In the last few months, I finally started using GitHub copilot and it quickly increased my productivity. It's the first developer tool I've tried in a long time to have a unilateral impact. Compared to any other application I use in my day-to-day life where large language models (LLMs) are a piece of it, it's by far and away the highest value on a per-generated-token basis. For people like me and you, every marginal percentage point of productivity will compound to be a substantial delta in the long run. Copilot feels like something contributing to that value growth, but I'm not sure that the tools predicting the next word of my emails are too.

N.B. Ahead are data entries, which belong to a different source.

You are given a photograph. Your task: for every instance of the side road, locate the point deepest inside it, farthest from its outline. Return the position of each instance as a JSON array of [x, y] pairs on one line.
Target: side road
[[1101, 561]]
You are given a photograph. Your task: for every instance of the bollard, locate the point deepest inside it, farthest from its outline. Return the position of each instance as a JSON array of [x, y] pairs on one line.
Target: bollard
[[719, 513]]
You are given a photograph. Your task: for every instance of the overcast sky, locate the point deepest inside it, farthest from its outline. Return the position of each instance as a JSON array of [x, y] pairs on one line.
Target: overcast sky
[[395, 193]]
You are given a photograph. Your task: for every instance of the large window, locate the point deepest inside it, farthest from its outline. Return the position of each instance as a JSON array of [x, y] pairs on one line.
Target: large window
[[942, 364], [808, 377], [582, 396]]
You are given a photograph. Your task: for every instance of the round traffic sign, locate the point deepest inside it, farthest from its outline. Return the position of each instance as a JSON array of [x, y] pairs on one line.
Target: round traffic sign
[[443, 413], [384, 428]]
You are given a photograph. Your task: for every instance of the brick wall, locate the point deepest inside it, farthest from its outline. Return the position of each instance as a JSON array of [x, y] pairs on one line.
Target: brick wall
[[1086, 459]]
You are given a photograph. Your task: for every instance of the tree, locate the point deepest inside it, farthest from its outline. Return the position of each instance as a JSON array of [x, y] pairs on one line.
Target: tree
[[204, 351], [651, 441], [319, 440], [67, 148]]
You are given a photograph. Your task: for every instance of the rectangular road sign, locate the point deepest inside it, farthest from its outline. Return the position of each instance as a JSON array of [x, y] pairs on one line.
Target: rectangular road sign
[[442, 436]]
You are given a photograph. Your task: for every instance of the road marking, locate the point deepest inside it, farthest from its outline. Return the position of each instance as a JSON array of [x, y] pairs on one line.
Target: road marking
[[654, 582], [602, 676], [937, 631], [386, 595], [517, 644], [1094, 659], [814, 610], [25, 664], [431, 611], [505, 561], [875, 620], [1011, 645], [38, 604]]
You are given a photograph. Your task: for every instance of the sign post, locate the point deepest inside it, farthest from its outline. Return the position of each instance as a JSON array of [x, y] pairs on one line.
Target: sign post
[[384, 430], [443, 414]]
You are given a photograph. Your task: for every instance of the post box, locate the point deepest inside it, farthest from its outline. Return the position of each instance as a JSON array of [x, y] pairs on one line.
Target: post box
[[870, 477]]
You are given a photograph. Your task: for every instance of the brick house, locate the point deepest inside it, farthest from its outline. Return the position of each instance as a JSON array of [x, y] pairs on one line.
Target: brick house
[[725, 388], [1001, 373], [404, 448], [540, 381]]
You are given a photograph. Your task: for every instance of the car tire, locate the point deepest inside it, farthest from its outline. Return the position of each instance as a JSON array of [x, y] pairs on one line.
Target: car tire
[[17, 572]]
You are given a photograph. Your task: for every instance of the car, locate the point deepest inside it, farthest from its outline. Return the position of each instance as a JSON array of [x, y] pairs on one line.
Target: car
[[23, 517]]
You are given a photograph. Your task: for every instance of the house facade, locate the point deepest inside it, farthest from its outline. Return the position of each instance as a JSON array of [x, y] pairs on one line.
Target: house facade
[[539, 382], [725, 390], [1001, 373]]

Releasing the alpha version of StarChat was my first time playing with code models. I was a pretty clean slate we these until ChatGPT came out. For StarChat, we instruction-tuned the BigCode StarCoder model to follow instructions and we were surprised by how easy it was to get an improvement in qualitative performance at answering code questions. At the implementation level, instruction-tuning is continuing to train the language model with the original loss function (autoregressive prediction) on a set of question-and-answer style prompts. A few hours and a few GPUs later, responses from the instruction-tuned model to coding questions were preferred over 95% by GPT4 evaluations versus the base model (not rigorous, I know, but interesting). These two models, the chat model and the instruction model have very different use cases.
Base code models (e.g. Copilot) really want to be good at next-sequence prediction. When you write a function name and a doc-string, predicting the next tokens works really well. This is the case where the engineer knows what they want to build and the AI is a tool to help them along the way.